Ibn Gabirol, Solomon Ben Yehuda

Ibn Gabirol, Solomon Ben Yehuda

 

(Arabicized form, Abu Ayub Sulaiman ibn Yahya ibn Jabirul; Latinized forms, Avicebron, Avencebrol, Avicebrol). Born circa 1021 in Malaga; died 1055 or 1070 in Valencia. Jewish poet and philosopher.

Ibn Gabirol’s Hebrew poetry played an important role in the general revival of Hebrew poetry in Arab Spain during the tenth and llth centuries. His works are in various lyrical genres, the most important being the mystical poem The Royal Crown. His philosophical treatise Fount of Life was written in Arabic; the original is not extant (Latin translation, Fons vitae, edited by C. Baumker, fascs. 1–3, 1892–95). Ibn Gabirol was drawn to Neoplatonic pantheism, but unlike the Neoplatonists he attached great importance to matter, which he regarded as substance both corporeal and spiritual. He borrowed from the classical philosophical tradition the antithesis of matter and form but raised it to the level of god. If form is interpreted as a creation of god’s will (Ibn Gabirol elaborated a brilliant teaching on the nature of will), then matter is the direct emanation of the essence of god and is therefore more divine than form.
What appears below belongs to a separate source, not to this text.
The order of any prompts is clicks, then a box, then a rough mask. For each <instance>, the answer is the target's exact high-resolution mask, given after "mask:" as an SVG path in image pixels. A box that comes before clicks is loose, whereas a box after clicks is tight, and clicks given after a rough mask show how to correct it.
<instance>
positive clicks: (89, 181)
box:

This equation of god and matter was later accepted by G. Bruno. Ibn Gabirol’s treatise had no influence in the Jewish and Islamic worlds, surviving only in the Christian Scholastic tradition as the composition of the mysterious Arab or Christian Avicebron. It was not until the 19th century that this philosopher was identified with the Hebrew poet Ibn Gabirol.